E’ del 18 aprile la notizia che il sottosegretario ai Trasporti della Lega Armando Siri è indagato per corruzione dalla Procura di Roma nell’ambito di un’inchiesta nata a Palermo. Siri, tramite Paolo Arata, ex deputato di Forza Italia ed ex consulente della Lega, secondo l’accusa, avrebbe ricevuto denaro per modificare un norma da inserire nel Def 2018 che avrebbe favorito l’erogazione di contributi per le imprese che operano nelle energie rinnovabili. Norma mai approvata, pero’.
Il mese successivo, l’8 maggio, la revoca del sottosegretario da parte del premier, Giuseppe Conte, che decide di “licenziare” l’esponente leghista ottenendo la fiducia dei suoi ministri e terminando una riunione del Cdm senza la conta che, seppur simbolica, avrebbe fotografato la rottura tra la Lega e il capo del governo.

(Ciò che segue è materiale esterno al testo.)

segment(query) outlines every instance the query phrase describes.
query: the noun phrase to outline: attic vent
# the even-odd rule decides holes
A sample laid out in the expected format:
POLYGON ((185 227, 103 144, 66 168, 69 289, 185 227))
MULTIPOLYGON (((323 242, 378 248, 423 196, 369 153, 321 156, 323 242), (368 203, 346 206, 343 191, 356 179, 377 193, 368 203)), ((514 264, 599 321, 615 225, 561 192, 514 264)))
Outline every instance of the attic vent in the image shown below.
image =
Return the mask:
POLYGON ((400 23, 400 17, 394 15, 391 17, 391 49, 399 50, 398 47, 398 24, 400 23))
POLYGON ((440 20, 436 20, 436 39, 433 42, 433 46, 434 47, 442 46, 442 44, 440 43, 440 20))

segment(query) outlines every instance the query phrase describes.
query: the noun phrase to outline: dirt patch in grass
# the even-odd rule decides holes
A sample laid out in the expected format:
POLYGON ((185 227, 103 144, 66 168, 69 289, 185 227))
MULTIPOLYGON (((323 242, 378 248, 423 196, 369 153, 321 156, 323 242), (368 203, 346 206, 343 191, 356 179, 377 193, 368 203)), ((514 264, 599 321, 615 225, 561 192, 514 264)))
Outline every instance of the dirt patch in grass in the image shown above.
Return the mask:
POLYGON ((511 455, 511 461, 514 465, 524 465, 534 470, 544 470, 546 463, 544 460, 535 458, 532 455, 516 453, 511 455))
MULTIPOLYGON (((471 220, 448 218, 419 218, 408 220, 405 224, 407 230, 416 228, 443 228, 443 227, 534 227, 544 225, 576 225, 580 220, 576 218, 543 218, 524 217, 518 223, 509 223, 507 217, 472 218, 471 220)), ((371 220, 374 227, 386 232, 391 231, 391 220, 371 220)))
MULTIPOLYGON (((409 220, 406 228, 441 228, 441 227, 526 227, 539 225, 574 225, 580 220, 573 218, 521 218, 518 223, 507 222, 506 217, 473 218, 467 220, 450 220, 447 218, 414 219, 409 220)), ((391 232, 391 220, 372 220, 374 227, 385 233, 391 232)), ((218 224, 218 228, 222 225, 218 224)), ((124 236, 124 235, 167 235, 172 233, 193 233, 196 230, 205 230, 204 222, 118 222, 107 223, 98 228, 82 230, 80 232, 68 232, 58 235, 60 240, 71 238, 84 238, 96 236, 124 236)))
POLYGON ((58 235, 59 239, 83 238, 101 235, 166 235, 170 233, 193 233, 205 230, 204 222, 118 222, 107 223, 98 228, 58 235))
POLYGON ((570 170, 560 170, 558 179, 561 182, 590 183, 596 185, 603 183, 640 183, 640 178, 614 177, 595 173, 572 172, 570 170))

Sono giorni di alta tensione, i toni della campagna elettorale, si fanno sempre più aspri in vista dell’appuntamento delle elezioni europee del 26 maggio. “E’ la vittoria degli onesti”, esultò all’epoca Luigi Di Maio. “Siri e’ innocente fino a prova contraria”, è il muro alzato, anche a revoca fatta, da Matteo Salvini. Tra il M5S e la Lega è guerra, su ogni tema, all’ultimo voto.
Il clima, a metà della riunione, si adombra. La palpabile freddezza tra i due vicepremier diventa gelo. Per il M5S è Di Maio a parlare, scegliendo una linea più morbida, ricordando che Siri, se innocente, potrà tornare al suo posto. Ed e’ subito dopo che Conte pronuncia la domanda-chiave: “Questo e’ un passaggio di alta valenza politica, ho la piena fiducia di tutti?”. “Si”, e’ la risposta di Salvini che pero’ precisa di non poter concordare nell’avallare la delibera di revoca. La delibera viene verbalizzata. Il presidente della Repubblica, con decreto ad hoc, completerà la procedura.